Konsep lama "situs yang sama" tanpa perbandingan skema sekarang disebut "situs yang sama tanpa skema". Misalnya, http://www.example.com dan https://www.example.com dianggap sebagai situs yang sama tanpa skema, tetapi bukan situs yang sama, karena hanya bagian eTLD+1 yang penting dan skema tidak dipertimbangkan.
| Asal A | Asal B | "Situs yang sama tanpa skema" atau "lintas situs"? |
|---|---|---|
| https://www.example.com:443 | https://www.evil.com:443 | Lintas situs: domain berbeda |
| https://login.example.com:443 | Situs yang sama tanpa skema: subdomain yang berbeda tidak berpengaruh | |
| http://www.example.com:443 | Situs yang sama tanpa skema: skema yang berbeda tidak berpengaruh | |
| https://www.example.com:80 | Situs yang sama tanpa skema: port yang berbeda tidak berpengaruh | |
| https://www.example.com:443 | Situs yang sama tanpa skema: pencocokan persis | |
| https://www.example.com | Situs yang sama tanpa skema: port tidak berpengaruh |
Cara memeriksa apakah permintaan merupakan "situs yang sama", "origin yang sama", atau "lintas situs"
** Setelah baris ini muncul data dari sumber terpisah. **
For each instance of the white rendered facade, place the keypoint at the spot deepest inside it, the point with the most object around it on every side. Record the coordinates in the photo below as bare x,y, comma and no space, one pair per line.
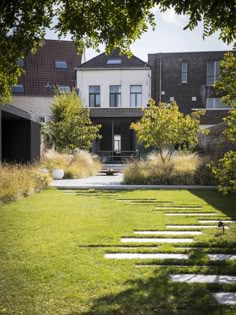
125,78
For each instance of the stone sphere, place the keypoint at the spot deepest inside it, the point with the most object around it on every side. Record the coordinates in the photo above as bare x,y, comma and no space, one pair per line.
57,174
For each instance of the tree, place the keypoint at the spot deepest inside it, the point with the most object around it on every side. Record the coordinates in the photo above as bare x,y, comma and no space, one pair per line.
225,169
70,127
114,23
163,127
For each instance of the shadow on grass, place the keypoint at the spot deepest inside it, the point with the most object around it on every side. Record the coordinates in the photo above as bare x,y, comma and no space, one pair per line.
157,295
226,204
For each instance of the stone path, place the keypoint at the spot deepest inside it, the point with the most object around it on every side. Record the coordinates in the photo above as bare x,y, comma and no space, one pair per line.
193,226
169,232
227,298
196,278
198,214
221,256
155,240
146,256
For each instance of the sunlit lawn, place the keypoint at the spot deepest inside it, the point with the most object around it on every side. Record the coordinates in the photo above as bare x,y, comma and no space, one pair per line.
52,255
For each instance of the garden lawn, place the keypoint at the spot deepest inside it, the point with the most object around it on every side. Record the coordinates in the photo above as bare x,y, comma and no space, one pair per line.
53,244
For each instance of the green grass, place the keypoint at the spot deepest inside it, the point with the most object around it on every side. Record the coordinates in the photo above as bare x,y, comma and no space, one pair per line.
52,248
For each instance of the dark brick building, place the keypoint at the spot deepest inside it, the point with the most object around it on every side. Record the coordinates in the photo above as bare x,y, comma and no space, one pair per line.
187,78
52,66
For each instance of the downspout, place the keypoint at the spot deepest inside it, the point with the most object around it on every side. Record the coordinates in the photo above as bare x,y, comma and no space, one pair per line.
160,65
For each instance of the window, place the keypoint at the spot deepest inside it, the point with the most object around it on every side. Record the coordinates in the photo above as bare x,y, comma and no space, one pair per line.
135,95
184,75
18,88
94,96
213,70
61,64
113,61
64,88
117,143
21,62
214,103
115,95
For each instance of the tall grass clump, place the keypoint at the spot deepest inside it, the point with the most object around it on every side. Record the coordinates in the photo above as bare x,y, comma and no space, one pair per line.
78,165
181,169
18,181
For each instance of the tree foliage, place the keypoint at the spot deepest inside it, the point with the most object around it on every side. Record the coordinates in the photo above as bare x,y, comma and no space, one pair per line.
164,126
225,169
70,127
114,23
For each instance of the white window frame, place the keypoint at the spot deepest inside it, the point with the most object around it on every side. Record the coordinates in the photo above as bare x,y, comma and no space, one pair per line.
135,94
184,72
210,80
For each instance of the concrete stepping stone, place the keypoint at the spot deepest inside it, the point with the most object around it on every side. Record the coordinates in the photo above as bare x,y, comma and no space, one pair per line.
134,199
167,266
155,240
190,213
145,256
199,278
193,226
216,221
221,256
226,298
179,207
169,232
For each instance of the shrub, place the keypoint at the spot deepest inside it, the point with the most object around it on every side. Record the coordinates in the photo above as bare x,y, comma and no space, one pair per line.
182,169
225,172
78,165
17,181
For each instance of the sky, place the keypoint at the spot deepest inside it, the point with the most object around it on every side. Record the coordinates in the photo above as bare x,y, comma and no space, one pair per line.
168,36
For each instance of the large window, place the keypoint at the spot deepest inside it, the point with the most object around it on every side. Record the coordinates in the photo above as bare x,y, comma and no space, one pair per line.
212,102
61,64
114,61
213,70
117,143
115,95
135,95
64,88
18,88
94,96
184,73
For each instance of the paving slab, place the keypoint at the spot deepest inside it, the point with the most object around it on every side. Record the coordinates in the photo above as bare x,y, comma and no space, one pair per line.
190,214
216,221
146,256
193,226
169,232
221,256
155,240
178,207
167,266
226,298
197,278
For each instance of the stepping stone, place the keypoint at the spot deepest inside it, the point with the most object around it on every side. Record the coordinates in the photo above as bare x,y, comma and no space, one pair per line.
133,199
197,278
149,203
145,256
193,226
173,266
190,213
155,240
169,232
221,256
178,208
216,221
227,298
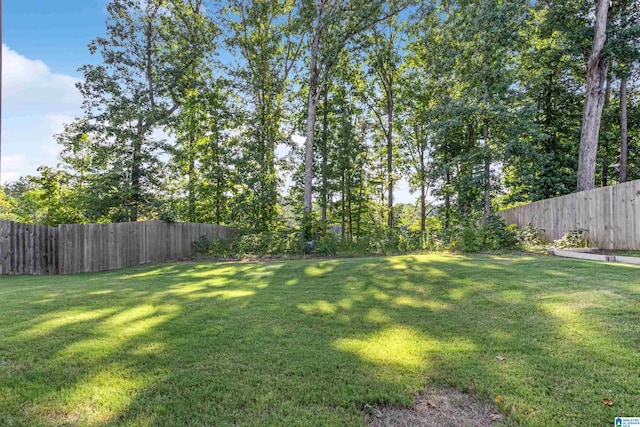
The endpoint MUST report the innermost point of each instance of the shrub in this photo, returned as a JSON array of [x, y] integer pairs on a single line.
[[572, 239], [529, 236]]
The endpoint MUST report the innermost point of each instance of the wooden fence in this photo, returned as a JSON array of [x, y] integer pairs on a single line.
[[81, 248], [28, 248], [611, 216]]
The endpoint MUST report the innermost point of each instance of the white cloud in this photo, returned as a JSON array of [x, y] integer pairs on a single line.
[[37, 102]]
Semua browser modern mengirim permintaan dengan
header HTTP Sec-Fetch-Site.
Header memiliki salah satu nilai berikut:
cross-sitesame-site(mengacu pada situs yang sama dengan skema)same-originnone
Anda dapat memeriksa nilai Sec-Fetch-Site untuk menentukan apakah permintaan tersebut memiliki situs yang sama, origin yang sama, atau lintas situs.
Anda dapat memercayai nilai header Sec-Fetch-Site secara wajar, karena:
- Header HTTP yang dimulai dengan
Sec-tidak dapat diubah oleh JavaScript - Browser selalu menetapkan judul ini.